Optimizing training set construction for video semantic classification

  • Authors:
  • Jinhui Tang;Xian-Sheng Hua;Yan Song;Tao Mei;Xiuqing Wu

  • Affiliations:
  • Department of Electronic Engineering and Information Science, University of Science and Technology of China, Hefei, China;Microsoft Research Asia, Beijing, China;Department of Electronic Engineering and Information Science, University of Science and Technology of China, Hefei, China;Microsoft Research Asia, Beijing, China;Department of Electronic Engineering and Information Science, University of Science and Technology of China, Hefei, China

  • Venue:
  • EURASIP Journal on Advances in Signal Processing
  • Year:
  • 2008

Quantified Score

Hi-index 0.00

Visualization

Abstract

We exploit the criteria to optimize training set construction for the large-scale video semantic classification.
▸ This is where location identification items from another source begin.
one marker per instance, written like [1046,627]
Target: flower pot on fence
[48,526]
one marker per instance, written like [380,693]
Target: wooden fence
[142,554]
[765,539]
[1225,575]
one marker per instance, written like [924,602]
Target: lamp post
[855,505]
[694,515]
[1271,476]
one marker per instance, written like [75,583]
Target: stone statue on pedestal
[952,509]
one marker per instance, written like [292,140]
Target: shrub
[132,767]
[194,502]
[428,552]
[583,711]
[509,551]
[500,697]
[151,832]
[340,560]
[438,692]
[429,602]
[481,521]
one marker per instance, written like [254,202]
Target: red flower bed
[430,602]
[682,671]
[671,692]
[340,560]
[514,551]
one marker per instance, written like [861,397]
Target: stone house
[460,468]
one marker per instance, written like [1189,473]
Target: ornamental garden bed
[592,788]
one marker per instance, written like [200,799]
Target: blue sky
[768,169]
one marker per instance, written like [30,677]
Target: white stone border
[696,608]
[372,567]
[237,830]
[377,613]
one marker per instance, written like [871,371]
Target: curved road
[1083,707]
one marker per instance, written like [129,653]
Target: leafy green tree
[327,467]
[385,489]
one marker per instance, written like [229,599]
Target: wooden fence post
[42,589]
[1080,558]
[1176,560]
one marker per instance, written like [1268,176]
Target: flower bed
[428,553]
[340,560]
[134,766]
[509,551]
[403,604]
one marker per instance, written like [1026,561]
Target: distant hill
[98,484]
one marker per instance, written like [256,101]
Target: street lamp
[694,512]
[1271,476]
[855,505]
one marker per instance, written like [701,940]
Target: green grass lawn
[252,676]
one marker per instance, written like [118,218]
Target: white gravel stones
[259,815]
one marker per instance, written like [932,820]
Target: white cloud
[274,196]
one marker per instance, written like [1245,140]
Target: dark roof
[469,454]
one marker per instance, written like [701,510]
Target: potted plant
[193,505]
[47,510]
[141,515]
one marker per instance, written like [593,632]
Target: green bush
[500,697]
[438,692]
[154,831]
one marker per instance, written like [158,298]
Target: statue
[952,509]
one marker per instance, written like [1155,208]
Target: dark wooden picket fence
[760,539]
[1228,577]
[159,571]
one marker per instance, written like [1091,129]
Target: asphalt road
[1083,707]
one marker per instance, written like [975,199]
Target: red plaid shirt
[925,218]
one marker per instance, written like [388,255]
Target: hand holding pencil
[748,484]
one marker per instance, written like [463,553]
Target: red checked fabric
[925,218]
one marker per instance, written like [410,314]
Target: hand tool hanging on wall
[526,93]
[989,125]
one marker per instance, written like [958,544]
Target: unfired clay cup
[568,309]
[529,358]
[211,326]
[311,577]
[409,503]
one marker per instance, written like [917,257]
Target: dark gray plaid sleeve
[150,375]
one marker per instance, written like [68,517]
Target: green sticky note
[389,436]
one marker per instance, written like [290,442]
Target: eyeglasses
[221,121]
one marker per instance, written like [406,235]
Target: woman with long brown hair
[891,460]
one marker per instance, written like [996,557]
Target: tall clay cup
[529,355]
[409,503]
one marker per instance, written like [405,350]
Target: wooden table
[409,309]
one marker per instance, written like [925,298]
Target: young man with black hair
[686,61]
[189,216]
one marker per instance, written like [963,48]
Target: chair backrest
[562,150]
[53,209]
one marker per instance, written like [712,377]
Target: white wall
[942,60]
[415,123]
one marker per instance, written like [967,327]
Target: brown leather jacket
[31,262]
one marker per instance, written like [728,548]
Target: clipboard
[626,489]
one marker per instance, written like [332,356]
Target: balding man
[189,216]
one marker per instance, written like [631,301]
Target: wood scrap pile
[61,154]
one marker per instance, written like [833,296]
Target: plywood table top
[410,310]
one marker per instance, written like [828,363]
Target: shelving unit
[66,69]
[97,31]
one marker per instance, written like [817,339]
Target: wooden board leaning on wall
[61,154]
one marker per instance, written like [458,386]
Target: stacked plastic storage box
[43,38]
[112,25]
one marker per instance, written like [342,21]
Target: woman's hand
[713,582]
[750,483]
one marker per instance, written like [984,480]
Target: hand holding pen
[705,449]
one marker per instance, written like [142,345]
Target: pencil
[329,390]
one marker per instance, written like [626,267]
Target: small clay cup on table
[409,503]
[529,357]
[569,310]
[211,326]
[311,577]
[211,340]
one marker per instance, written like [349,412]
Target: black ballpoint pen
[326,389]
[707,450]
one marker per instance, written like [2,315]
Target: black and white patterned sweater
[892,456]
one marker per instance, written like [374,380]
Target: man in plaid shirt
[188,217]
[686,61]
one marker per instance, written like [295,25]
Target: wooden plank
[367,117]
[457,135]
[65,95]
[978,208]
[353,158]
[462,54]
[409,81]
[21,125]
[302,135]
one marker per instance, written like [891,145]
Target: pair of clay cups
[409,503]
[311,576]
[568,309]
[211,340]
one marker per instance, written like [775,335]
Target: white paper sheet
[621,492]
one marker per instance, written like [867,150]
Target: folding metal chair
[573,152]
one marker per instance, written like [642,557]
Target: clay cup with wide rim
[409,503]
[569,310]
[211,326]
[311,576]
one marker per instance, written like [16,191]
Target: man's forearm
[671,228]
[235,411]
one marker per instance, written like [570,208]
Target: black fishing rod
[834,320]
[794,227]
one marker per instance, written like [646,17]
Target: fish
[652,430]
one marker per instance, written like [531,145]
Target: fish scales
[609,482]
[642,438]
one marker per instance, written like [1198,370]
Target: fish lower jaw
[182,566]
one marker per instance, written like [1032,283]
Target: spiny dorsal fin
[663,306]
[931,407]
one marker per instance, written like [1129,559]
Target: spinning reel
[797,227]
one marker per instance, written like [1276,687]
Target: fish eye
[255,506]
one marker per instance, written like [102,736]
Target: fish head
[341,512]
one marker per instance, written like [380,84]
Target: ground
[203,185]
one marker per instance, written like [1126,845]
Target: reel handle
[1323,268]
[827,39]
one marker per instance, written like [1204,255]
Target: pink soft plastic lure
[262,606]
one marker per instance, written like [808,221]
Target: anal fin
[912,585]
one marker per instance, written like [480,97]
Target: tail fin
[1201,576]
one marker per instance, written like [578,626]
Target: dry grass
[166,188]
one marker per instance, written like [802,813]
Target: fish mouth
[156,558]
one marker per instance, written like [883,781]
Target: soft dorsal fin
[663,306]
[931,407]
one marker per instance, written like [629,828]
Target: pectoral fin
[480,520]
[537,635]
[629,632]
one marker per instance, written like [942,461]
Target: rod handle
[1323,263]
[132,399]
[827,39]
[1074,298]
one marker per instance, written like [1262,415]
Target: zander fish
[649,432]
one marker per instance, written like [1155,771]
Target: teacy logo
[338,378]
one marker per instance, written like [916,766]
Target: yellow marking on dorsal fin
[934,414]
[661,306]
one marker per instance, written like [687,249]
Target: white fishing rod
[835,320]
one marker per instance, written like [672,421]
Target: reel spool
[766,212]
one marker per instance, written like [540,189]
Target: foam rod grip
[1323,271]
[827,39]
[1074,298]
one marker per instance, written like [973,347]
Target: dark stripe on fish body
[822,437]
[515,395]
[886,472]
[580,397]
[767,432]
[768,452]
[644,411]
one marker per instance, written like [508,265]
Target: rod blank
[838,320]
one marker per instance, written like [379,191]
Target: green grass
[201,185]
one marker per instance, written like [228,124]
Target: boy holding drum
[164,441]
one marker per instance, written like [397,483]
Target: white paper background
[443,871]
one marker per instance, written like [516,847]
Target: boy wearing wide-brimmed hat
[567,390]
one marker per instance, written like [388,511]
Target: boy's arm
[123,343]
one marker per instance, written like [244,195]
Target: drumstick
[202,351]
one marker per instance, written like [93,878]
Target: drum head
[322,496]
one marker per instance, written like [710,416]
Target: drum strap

Due to the large gap between low-level features and higher-level semantics, as well as the high diversity of video data, it is difficult to represent the prototypes of semantic concepts by a training set of limited size. In video semantic classification, most of the learning-based approaches require a large training set to achieve good generalization capacity, in which large amounts of labor-intensive manual labeling are ineluctable. However, it is observed that the generalization capacity of a classifier highly depends on the geometrical distribution of the training data rather than the size. We argue that a training set which includes most temporal and spatial distribution information of the whole data will achieve a good performance even if the size of training set is limited. In order to capture the geometrical distribution characteristics of a given video collection, we propose four metrics for constructing/selecting an optimal training set, including salience, temporal dispersiveness, spatial dispersiveness, and diversity. Furthermore, based on these metrics, we propose a set of optimization rules to capture the most distribution information of the whole data using a training set with a given size. Experimental results demonstrate these rules are effective for training set construction in video semantic classification, and significantly outperform random training set selection.